Dare un anima come, mica facile

Penso alla cultura, non ha caso ho citato la biblioteca, ma aggiungo l’università, i musei aperti, usare le risorse del Pnrr per riaprire il Cafaro, far partire la casa della musica. La cultura è volano di sviluppo non un freno. Vanno riportate funzioni in centro. Va riaperto il mercato annonario come casa dell’alimentare, del cibo come ce ne sono nelle altre città europee.

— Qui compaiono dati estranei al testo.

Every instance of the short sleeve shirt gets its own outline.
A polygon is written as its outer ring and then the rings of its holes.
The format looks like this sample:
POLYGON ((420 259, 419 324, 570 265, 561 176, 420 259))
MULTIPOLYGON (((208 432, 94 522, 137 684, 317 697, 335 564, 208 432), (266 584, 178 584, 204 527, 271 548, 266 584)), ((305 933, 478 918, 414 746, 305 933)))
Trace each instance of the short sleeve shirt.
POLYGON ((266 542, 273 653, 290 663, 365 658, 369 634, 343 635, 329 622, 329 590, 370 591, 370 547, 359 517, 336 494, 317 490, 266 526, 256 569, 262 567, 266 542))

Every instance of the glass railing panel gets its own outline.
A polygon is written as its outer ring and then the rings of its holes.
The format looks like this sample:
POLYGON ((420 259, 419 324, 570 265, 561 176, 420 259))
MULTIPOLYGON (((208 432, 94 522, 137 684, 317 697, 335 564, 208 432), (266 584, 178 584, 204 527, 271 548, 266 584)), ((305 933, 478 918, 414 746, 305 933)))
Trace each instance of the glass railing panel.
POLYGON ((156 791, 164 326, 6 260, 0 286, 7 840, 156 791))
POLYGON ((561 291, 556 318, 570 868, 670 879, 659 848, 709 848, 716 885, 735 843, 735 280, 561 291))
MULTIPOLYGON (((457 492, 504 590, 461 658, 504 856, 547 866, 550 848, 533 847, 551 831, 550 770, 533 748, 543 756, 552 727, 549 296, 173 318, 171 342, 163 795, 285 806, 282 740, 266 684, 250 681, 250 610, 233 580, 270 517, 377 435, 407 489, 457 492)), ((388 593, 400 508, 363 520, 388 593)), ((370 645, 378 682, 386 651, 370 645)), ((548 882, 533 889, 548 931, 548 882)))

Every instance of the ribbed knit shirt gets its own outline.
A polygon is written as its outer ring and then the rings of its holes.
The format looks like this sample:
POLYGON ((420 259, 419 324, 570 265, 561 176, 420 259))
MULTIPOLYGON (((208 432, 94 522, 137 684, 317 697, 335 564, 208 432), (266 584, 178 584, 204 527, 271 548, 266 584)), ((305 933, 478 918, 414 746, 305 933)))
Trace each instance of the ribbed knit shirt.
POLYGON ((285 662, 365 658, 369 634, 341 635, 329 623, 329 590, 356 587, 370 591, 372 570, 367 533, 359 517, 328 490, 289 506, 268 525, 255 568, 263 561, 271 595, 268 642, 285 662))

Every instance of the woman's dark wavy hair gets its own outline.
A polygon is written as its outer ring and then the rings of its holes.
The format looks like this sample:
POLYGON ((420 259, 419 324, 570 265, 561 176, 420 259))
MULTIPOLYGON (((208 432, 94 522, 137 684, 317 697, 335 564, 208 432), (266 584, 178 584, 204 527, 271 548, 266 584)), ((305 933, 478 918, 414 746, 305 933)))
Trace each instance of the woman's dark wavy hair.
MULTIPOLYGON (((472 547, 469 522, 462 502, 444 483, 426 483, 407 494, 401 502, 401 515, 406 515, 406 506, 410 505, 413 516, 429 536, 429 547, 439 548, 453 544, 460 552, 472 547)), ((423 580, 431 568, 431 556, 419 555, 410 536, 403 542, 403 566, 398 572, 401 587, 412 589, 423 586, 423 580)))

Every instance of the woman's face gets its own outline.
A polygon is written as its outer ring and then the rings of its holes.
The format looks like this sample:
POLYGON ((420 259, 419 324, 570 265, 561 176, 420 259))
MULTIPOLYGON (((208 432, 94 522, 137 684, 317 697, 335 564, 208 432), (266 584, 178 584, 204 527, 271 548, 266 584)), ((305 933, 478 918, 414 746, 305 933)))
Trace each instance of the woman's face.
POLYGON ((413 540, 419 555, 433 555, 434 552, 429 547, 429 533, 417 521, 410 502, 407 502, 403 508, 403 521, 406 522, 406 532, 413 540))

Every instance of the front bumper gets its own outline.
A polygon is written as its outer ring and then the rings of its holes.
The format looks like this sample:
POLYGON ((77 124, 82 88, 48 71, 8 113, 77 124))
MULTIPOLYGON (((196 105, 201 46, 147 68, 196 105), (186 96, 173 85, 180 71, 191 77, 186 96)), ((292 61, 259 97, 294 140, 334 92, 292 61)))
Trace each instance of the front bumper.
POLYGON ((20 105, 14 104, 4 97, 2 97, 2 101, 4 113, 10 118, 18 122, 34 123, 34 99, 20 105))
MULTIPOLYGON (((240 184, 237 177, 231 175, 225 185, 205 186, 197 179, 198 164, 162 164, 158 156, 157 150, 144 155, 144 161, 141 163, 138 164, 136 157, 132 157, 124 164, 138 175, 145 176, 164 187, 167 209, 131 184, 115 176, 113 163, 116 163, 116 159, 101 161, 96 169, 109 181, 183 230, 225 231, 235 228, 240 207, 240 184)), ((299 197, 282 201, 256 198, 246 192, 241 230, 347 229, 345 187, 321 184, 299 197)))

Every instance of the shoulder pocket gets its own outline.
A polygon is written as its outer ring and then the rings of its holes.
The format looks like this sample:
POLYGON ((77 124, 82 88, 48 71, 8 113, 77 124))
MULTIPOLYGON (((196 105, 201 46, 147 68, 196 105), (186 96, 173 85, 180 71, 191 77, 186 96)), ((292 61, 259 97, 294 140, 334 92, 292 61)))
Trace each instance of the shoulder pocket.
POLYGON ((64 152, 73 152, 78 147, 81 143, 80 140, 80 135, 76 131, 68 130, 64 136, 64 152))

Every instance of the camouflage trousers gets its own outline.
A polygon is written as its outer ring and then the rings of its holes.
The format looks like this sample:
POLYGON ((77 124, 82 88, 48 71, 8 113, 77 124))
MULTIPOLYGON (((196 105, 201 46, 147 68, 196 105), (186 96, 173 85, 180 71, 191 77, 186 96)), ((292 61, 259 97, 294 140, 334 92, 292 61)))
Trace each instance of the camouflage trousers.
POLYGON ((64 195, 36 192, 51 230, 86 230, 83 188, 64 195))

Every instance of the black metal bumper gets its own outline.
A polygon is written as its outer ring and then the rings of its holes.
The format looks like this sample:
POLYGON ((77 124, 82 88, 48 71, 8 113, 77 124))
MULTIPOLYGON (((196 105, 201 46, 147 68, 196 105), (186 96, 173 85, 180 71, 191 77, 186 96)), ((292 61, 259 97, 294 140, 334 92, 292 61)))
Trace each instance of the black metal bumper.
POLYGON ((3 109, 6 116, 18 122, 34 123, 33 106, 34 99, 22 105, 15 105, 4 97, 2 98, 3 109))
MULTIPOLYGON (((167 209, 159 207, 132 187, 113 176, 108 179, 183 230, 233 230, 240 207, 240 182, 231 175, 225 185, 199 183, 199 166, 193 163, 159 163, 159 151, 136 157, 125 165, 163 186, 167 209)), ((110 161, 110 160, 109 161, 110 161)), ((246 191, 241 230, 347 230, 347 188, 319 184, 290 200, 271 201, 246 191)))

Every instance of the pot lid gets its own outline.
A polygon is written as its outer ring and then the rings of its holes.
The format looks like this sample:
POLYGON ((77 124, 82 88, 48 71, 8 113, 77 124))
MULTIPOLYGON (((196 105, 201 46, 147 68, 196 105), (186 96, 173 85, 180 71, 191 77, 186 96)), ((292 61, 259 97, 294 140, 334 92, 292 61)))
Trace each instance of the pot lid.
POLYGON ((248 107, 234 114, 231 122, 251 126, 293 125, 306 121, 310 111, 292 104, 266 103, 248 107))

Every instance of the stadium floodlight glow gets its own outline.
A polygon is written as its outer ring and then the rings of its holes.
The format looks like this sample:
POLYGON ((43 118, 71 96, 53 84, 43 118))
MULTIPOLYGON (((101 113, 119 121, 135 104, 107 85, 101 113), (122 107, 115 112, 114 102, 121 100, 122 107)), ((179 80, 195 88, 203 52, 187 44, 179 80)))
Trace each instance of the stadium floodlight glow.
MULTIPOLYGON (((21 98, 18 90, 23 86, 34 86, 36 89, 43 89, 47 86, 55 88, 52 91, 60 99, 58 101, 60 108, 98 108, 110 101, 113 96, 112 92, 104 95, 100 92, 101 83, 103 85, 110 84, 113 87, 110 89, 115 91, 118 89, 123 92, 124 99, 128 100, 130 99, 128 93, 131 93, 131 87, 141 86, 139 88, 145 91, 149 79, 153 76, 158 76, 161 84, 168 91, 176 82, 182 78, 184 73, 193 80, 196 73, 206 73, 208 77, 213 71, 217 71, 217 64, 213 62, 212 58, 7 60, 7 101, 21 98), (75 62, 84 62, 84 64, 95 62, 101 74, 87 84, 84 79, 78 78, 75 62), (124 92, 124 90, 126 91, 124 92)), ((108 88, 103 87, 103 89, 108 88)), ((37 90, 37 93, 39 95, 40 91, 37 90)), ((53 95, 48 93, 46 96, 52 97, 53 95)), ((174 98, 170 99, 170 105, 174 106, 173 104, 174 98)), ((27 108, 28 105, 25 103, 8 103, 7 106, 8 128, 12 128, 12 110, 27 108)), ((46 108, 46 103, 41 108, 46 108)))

Direbbero i vostri avversari: cose di basso profilo

Beh, se per alto profilo intendono il porto in una costa che non ha insenature naturali, che ha una duna fragilissima e già in affanno per l’erosione con laghi costieri unici che rischiano di essere cancellati, sarei non preoccupata ma terrorizzata. Abbiamo problemi di troppo cemento e non serve certo altro cemento, qui cambia il clima e noi ragioniamo come nel secolo scorso. Il turismo va bene ma sostenibile

Quindi anche il nuovo ospedale

Qui entriamo in un altro discorso, non è una idea nuova è nella programmazione degli interventi si tratta di dare spazio a servizi ospedalieri, oggi il Goretti da servizi di qualità certo con il problema dell’affollamento del pronto soccorso. Al nuovo ospedale non siamo contrari, ma parliamo di una cosa che vedremo tra anni, non è una soluzione di oggi

Cosa fare oggi

Qui siamo molto diversi dalla destra, Rocca vuole un modello di sanità pubblica e privata noi crediamo che bisogna affiancare al Goretti case della salute distribuite nel territorio, sviluppare esperimenti positivi penso all’Ambufest che, tra l’altro il candidato sindaco di Aprilia della destra vorrebbe anche nella sua città. I problemi si risolvono con il buon senso non rilanciando miracoli, i miracoli non esistono. La salute è un bene pubblico e la sanità deve essere pubblica guardate cosa è accaduto in Lombardia durante il Covid. Il pubblico tutela il cittadino i privati i bilanci.

Che campagna elettorale è stata

Ci sono solo un terzo dei candidati, due soli aspiranti sindaco, tanti cittadini sono stati esclusi dalla partecipazione perchè non c’è offerta politica. C’è stanchezza, bassa attenzione, molti dei candidati sono diciamo dal consenso non ampio. L’astensionismo peserà e molto, noi ci battiamo per mandare a votare le persone, ma non credo con grande successo.

Perchè considerano la gara scontata, il centrodestra nelle ultime tornate elettorali ha tracimato

Beh chi ha vinto rischia di perdere, chi ha perso potrebbe vincere. Da una parte c’è una coalizione di retromarcia, cre restaura come se sette anni fossero stati un incidente di percorso e dall’altra una ipotesi politica. Poi la destra è unita di facciata dentro ha anime differenti tra loro in profondo conflitto. Non prevedo nulla ma i voti si contano lunedì non si prevedono il venerdì prima del voto.

Vince Damiano Coletta?

Vincerà chi prende più voti, noi ne pigliamo tanti anche grazie alla nostra segretaria nazionale Elly Schlein  che è venuta a Latina a sostegno di Coletta ed ha riempito il Supercinema. Guardiamo le prossime elezioni, non ripetiamo quelle già passate.